Mentor and visionary Joe Walsh laid to rest

The occasion, prompted by his death on Sunday at the age of 71 following an illness, drew a flock of Fianna Fáil faces past and present to Clonakilty in West Cork, with mourners told: “History will judge Joe extremely kindly.”
The funeral Mass was a veritable who’s who of recent political life, particularly the Fianna Fáil strand which Mr Walsh served with in Dáil Éireann from 1977 to 2007, during which time he also became Europe’s longest-serving agriculture minister.
Former taoisigh Bertie Ahern and Brian Cowen attended the Requiem Mass, as did Mr Walsh’s former government colleagues Micheál Martin, Mary Coughlan, Mary Hanafin, John O’Donoghue, Tom Parlon, Noel Dempsey, Dermot Ahern, Martin Mansergh, and Charlie McCreevy.
Long-time Fine Gael rival in West Cork, Jim O’Keeffe, was also present.
The Presidential aide de camp, Col Brendan McAndrew, and Comdt Kieran Carey, representing the Taoiseach, were also present. The blue-lined seating of Dáil Éireann had been transposed to the red-cushioned pews of Mr Walsh’s local church.
Mr Cowen said his late colleague had “common sense”, was “independent-minded with strong views”.
“I’ve heard him described as a country gentleman — there was a bit more to him than that,” Mr Cowen said.
“He was a tough man. He was a tremendous minister for agriculture.” Mr Cowen added of his former colleague’s love of horses: “He was a great man to meet after a race, like most fishermen — he always got the fish the day you weren’t there.
“He was a man with a bit of weight. He was a sound man.”
Current party leader Mr Martin said Mr Walsh was “a visionary”, and that his response to the foot-and-mouth crisis in 2001 marked him out as an exceptional politician.
“He held the line for the country,” he said, adding that Mr Walsh was “a great mentor”, regularly contacting him to offer advice.
Mr O’Donoghue recalled Mr Walsh’s “tremendous wit”, adding that he was one of “the shrewdest political tacticians in the country”.

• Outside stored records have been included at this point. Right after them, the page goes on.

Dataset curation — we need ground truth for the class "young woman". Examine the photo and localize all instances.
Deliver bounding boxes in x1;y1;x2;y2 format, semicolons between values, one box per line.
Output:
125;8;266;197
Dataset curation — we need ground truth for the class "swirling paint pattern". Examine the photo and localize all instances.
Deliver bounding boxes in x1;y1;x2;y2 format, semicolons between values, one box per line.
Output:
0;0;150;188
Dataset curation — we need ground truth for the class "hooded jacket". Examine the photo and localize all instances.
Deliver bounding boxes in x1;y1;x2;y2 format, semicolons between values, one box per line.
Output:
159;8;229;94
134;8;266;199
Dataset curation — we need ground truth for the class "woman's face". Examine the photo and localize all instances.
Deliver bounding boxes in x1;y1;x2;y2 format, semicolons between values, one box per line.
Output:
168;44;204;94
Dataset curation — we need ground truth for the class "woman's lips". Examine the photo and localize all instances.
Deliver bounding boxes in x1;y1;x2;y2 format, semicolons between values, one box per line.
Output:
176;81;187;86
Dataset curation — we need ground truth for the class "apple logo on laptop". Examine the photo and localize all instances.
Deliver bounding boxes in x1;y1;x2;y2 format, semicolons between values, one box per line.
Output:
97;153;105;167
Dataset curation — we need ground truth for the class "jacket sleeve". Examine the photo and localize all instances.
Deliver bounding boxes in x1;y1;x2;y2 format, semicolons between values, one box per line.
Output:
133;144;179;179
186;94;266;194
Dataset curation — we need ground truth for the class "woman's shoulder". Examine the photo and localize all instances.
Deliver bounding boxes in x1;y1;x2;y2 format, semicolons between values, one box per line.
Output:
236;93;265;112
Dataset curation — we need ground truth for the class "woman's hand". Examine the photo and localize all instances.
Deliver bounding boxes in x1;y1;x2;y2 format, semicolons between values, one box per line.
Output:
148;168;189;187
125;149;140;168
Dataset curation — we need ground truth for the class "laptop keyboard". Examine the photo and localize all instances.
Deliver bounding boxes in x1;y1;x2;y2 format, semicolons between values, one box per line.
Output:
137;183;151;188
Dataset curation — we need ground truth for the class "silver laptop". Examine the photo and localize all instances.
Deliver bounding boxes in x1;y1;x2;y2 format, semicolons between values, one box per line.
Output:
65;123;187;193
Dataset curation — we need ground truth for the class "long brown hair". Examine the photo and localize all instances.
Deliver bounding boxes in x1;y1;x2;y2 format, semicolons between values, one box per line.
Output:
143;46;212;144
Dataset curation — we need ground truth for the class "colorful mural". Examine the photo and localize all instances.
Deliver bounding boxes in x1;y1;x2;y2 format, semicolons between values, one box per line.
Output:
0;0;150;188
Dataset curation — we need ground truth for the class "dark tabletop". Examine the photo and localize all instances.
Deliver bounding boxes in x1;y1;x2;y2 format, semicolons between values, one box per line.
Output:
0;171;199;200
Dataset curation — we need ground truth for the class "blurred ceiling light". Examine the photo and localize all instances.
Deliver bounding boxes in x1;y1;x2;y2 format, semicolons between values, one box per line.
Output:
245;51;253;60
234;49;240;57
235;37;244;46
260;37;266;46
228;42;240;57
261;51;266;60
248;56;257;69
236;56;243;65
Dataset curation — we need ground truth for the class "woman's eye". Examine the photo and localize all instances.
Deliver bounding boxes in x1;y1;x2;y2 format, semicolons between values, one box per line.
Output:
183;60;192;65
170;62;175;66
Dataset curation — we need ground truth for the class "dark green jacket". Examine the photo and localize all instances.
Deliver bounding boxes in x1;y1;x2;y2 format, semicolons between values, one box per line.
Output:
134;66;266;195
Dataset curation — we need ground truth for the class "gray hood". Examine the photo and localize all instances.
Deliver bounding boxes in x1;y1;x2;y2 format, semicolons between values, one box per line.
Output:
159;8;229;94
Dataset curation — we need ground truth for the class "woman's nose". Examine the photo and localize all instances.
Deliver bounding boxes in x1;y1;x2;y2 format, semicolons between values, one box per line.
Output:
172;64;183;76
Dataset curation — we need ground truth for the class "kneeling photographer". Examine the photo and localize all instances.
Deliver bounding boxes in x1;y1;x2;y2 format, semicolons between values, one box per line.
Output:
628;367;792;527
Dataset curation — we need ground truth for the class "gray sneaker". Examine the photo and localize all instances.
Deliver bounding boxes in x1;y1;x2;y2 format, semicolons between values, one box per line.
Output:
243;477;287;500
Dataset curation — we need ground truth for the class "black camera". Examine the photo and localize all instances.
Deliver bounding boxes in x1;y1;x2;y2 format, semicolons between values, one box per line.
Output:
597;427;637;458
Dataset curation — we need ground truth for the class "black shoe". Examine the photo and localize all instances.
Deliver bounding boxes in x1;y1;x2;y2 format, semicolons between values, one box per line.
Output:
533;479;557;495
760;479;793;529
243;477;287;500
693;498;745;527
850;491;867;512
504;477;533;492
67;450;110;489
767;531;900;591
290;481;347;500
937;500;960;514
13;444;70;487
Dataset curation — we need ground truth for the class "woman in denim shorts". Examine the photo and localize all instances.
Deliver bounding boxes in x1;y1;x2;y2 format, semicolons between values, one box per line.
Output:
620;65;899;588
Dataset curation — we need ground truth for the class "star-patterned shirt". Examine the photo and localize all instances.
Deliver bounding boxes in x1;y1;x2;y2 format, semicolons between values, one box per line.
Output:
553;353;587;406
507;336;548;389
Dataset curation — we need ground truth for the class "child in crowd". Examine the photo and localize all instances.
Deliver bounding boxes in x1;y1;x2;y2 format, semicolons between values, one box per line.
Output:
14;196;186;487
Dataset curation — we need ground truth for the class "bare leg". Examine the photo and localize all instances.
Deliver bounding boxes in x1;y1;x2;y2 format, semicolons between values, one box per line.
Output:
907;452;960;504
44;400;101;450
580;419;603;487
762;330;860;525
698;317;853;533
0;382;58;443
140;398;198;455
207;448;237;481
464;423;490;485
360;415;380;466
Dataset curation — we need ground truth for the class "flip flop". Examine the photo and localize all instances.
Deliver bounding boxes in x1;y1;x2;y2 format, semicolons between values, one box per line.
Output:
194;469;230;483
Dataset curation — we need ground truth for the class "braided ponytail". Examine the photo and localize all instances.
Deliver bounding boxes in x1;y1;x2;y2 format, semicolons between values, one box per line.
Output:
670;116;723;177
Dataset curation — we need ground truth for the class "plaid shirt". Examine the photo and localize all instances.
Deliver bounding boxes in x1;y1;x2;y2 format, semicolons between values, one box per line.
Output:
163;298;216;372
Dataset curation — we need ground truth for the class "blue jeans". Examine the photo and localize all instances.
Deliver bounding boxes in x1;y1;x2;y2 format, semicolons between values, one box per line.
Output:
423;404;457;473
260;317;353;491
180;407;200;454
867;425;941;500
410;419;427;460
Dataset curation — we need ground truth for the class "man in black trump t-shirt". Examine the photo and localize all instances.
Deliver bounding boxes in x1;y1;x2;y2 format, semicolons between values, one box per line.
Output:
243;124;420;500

Such descriptions of his characteristics echoed around Clonakilty and inside the Church of the Immaculate Conception, to where his coffin was carried from his home on nearby Emmet Square a little after 10.30am. It was shouldered, first out of the house and later into the church, by his three sons, Ronan, Killian and Brian, and three brothers, Donie, Chris, and Finbarr. Wife Marie, daughters Denise and Kate, and other family members followed.
Chief celebrant Fr Pat Walsh, a relative, said he remembered teaching Mr Walsh 50 years ago in Farranferris, where he was “a solid, serious pupil” and “not a teacher’s pet”.
“Over the years, the eternal stature of Joe has revealed itself,” Fr Walsh said, “an authentically great individual”, someone with a natural reticence that had to be cloaked on occasion to court the electorate. “We have to sacrifice our principles from time to time, don’t we?” he said to laughter from the huge congregation.
He said the final rosary, in CUH last weekend, had been administered in Irish as per Mr Walsh’s request, concluding that, while a public man, his family would remember how good a father he was, “staunch in his faith, firm in his convictions, honourable and upright”.
Delivering the eulogy on behalf of the family, former county councillor Donal O’Rourke said his friend had felt “at home in the room in the back of the local hall at a meeting, or the gilded halls of the capitals of Europe”.
“The past never shackled him and his vision for the future always propelled him forward,” he said, adding that Mr Walsh’s love of the poetry of Patrick Kavanagh was simply another way in which he defined himself as a son of the soil. Marking out the shrewdness which characterised his political dealings, Mr O’Rourke recalled how, as a youngster, Mr Walsh was always out first to do the milking in the morning ahead of his brothers, as that meant he would get “the easy ones”.
Their only near-falling out, he said, came in a car on a July day traversing West Cork, when Mr Walsh “swerved the problem” by playing a tape of Christmas carols as they drove, eventually inspiring mutual laughter. ‘Silent Night’ was among the carols played that day, said Mr O’Rourke, a song that would now take on a different significance for the Walsh family this Christmas.
Then to the tolling of church bells and under a winter sun, the cortege departed, travelling once more under the watchful gaze of the statue of Michael Collins in Emmet Square, pausing outside the family home, and then north to Ahiohill, the land of his youth and now his final resting place.